Friday, September 25, 2009

Do the math



This weekend marks the last performances of Gioia De Cari's award-winning one-woman-show Truth Values (above) at the Central Square Theater. I've been a bit reluctant to write about the production, I confess, because I've become a bit involved with it personally - I've been trying to find a way to get it on videotape, and perhaps even on the air. I've come to realize this could be a long process - but in the meantime, you still have a chance to catch this smart, snappy take on what it was like to be a female graduate student at MIT in the 80's. The piece was marketed as a riposte to Larry Summers's famously sexist musings on women in science, but it's actually more a personal journey - and one that, ironically enough, might be seen as backing up Summers's position rather than undermining it.

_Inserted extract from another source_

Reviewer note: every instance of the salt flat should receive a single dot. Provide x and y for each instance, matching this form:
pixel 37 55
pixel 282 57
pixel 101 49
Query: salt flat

But that's always the way of honest art - it rarely aligns with a political position, however enlightened. The good news is that because of her honesty, De Cari deftly side-steps political correctness and comes up with a piece that does, indeed, skewer with deadly accuracy the sexist stupidity of so many men in math and science, but also connects with deep questions of self-determination that all young people must face. And it also represents the first time I've ever seen MIT life (I graduated a few years before De Cari enrolled) accurately depicted on a stage in Boston, or maybe anywhere (Truth Values is basically what Good Will Hunting pretended to be). This alone is noteworthy, and actually rather politically intriguing - as were the attitudes revealed in the comments of several reviewers, one of whom noted he had hoped the show would "strafe MIT from the air." I'm glad De Cari disappointed him - indeed, the Institute instead comes off rather well in her account, even if its male denizens don't. After all, MIT has been engaged in a concerted, self-critical push to engage women in the hard sciences for ages (over my years there, the percentage of women students leapt from something like 20% to nearly 50%); if anything, it's society that has lagged behind the Institute. And of course Larry Summers has, too.